Faceva sempre così: sporgeva il collo in avanti, scrutava l’immensità del cielo e poi tornava a rannicchiarsi nel suo dolce nido. Aveva paura del niente. Aveva la fobia di tutto. Aveva il desiderio di fare tante cose anche se viveva di condizionali.
“Buttati dai!” insisteva sua mamma.
“Ho paura di farmi male!” rispondeva la piccola cicogna.
“E’ una nuvola non può farti male!”
“E se trovo un buco?” chiese Vivì.
“E se … e se … e se? Non farti troppe domande, salta!” con qualche esitazione, gli occhi chiusi e il becco corrugato in una smorfia di paura Vivì saltò. Fu un atterraggio soffice e piacevole. Palline morbide di nuvola si dispersero nel cielo intorno a lei e le piacque così tanto da trasformarlo nel gioco di un giorno intero.

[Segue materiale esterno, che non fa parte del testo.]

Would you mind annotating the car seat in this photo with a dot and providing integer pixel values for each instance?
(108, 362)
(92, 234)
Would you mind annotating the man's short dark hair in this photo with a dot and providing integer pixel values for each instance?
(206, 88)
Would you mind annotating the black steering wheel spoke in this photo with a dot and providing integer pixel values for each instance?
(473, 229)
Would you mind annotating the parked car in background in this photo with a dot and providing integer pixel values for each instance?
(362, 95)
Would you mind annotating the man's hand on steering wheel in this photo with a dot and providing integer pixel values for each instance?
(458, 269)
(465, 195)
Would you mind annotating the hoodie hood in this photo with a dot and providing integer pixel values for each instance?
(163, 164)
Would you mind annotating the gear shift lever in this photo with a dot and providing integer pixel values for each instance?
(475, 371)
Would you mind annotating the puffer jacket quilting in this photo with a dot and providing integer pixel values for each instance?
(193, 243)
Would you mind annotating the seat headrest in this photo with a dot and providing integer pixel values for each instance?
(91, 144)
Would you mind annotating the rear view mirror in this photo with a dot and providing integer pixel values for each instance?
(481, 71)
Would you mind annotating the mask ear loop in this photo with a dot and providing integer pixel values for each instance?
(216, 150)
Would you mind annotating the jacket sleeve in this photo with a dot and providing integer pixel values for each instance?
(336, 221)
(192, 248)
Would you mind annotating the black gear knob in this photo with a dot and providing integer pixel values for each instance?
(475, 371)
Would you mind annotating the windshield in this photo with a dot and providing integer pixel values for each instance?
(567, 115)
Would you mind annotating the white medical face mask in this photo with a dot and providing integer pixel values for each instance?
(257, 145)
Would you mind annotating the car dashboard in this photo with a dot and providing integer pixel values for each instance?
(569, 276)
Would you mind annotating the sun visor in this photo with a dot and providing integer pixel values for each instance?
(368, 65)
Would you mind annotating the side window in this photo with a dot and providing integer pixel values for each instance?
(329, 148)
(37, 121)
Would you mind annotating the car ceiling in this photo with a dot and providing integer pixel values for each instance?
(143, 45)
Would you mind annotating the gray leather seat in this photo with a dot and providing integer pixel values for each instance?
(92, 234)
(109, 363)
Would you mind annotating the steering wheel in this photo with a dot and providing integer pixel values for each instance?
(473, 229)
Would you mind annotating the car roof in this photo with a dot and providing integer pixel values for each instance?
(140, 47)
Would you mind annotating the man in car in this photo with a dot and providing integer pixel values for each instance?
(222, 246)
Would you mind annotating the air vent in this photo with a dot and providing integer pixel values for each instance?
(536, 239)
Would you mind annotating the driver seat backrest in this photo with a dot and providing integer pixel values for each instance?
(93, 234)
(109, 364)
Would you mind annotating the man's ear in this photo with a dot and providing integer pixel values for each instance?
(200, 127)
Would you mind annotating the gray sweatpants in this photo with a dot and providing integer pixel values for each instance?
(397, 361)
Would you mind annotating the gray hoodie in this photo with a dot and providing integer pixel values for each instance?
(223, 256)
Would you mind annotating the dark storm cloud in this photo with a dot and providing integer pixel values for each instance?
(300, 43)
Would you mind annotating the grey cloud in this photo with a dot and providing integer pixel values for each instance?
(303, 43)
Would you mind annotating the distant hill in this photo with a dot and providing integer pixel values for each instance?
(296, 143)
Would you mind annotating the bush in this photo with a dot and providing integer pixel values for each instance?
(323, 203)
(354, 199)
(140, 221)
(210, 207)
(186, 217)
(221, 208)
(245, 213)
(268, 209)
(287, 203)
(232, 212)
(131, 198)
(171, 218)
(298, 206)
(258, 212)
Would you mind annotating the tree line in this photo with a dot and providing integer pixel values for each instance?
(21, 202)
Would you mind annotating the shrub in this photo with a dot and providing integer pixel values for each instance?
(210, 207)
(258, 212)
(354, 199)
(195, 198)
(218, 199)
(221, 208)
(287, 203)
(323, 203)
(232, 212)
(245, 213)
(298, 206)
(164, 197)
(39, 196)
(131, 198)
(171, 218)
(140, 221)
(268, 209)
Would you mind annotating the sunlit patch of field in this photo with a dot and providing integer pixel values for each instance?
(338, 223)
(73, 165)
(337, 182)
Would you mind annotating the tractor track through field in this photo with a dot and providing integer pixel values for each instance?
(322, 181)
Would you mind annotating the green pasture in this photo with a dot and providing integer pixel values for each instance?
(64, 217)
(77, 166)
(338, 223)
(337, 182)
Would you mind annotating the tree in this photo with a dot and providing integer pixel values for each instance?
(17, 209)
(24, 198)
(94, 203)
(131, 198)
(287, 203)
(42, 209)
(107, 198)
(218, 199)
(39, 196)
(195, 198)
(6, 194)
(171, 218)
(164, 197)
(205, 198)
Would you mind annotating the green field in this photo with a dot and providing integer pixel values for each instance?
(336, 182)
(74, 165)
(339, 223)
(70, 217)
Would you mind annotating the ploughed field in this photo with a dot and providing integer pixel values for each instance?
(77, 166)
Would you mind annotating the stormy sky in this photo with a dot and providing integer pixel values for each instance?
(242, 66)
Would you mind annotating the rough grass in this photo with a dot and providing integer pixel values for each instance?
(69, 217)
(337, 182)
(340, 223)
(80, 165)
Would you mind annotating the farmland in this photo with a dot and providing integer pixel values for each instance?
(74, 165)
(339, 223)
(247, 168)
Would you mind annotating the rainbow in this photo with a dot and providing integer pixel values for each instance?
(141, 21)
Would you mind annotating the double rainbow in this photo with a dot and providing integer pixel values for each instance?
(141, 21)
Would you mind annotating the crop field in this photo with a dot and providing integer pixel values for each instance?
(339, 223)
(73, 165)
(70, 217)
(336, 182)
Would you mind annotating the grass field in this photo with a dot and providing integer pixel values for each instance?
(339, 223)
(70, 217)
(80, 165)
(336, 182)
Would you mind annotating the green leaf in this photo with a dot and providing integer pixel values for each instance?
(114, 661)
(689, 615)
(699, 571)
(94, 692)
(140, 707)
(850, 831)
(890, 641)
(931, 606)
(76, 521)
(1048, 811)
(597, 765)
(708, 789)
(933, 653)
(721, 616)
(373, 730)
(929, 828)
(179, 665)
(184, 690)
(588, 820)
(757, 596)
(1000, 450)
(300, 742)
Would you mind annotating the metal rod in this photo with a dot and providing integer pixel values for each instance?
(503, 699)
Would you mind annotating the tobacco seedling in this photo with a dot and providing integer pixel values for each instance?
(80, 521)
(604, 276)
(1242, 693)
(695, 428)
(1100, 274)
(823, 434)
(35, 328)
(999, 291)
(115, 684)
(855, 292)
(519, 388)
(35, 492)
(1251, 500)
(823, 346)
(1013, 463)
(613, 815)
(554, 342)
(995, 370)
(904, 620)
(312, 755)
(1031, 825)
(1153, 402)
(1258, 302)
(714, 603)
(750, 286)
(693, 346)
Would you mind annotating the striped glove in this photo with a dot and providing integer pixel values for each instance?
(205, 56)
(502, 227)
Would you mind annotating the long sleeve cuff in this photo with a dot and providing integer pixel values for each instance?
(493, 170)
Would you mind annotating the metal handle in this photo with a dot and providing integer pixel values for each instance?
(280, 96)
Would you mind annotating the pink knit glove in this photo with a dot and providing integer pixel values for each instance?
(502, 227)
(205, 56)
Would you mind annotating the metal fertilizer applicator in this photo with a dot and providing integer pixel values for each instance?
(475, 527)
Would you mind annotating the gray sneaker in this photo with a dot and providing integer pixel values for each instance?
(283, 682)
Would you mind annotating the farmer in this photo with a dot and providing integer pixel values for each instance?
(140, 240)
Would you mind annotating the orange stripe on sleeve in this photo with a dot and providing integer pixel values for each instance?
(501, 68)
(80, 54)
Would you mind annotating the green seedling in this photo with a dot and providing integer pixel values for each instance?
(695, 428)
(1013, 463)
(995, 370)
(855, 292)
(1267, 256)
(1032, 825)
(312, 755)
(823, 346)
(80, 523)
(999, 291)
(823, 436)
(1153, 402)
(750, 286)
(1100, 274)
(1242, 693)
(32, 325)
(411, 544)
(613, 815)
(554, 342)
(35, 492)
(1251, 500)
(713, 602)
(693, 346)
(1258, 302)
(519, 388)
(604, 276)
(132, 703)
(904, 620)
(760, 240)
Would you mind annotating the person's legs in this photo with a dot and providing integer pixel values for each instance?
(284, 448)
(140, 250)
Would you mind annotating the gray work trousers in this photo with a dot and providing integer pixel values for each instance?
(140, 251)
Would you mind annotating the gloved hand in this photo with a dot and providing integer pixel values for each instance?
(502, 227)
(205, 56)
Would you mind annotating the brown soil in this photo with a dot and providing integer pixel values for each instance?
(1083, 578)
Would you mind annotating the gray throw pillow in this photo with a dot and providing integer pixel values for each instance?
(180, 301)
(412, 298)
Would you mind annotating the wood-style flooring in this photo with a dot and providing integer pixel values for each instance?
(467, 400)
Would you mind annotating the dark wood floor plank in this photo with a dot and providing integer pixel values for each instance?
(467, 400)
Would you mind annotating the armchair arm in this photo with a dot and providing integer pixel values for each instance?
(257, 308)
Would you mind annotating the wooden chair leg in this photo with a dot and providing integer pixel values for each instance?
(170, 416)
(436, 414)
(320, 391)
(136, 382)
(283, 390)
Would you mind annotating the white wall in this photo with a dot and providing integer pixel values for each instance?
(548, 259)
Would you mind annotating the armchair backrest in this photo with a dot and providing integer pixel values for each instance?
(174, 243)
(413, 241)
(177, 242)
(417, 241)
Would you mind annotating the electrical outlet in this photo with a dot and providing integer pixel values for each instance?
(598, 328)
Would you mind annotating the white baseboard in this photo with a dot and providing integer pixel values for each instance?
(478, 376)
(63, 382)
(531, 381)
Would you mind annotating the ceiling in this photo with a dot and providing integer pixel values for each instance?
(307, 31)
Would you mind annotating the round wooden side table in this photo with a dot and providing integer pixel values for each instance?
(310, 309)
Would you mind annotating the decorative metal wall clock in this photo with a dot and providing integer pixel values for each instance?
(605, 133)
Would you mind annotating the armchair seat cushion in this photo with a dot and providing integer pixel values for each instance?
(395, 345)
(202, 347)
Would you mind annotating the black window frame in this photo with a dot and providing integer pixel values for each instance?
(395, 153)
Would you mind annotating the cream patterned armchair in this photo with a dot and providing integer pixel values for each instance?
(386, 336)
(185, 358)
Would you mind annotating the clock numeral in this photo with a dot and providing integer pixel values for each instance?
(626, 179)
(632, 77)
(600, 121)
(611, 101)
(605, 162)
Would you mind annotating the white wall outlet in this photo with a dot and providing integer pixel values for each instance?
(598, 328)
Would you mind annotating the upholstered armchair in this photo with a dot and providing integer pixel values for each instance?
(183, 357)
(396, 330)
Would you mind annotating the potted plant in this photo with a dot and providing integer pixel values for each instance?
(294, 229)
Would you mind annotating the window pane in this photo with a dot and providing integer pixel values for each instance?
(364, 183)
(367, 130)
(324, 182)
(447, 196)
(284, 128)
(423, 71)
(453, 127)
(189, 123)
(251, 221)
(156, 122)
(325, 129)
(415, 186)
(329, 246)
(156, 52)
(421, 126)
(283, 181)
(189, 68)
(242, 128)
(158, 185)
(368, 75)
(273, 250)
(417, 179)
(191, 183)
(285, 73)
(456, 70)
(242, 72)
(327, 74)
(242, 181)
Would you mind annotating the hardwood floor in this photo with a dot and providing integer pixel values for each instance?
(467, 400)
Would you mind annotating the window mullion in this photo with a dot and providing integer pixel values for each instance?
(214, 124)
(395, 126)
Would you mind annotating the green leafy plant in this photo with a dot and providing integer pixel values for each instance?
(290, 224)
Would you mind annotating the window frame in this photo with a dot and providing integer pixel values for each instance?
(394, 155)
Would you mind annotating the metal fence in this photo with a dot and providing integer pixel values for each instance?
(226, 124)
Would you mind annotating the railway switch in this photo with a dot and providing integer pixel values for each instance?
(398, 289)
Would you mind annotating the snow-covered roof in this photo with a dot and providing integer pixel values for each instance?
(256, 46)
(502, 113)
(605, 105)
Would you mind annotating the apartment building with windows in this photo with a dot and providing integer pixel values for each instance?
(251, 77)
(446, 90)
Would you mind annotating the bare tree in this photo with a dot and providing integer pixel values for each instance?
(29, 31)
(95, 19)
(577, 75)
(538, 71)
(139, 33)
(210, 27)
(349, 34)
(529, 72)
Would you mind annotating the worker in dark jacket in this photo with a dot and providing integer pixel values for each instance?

Vivì crebbe con un piumaggio sgargiante a pois. Correva, pattinava e ballava. Giocava sempre con i suoi amici, trascorreva ore a chiacchierare e quando rimaneva da sola si perdeva a guardare le cicogne più grandi. Diventerò mai una cicogna professionista? si domandava. Le cicogne professioniste erano così belle e fiere. Volavano in lungo e in largo portando tanti regali diversi e ognuno dava felicità alle persone. Potrei fare la cicogna fiorista o la cicogna pattinatrice. Mi piacerebbe anche la cicogna che insegna…Aveva tante idee ma non riusciva mai a scegliere. Per diventare cicogna professionista Vivì doveva studiare, prendere bei voti e superare un esame difficilissimo. Tutti le dicevo che ce l’avrebbe fatta perché lei aveva i voti più belli della classe, era in gamba e molto intelligente.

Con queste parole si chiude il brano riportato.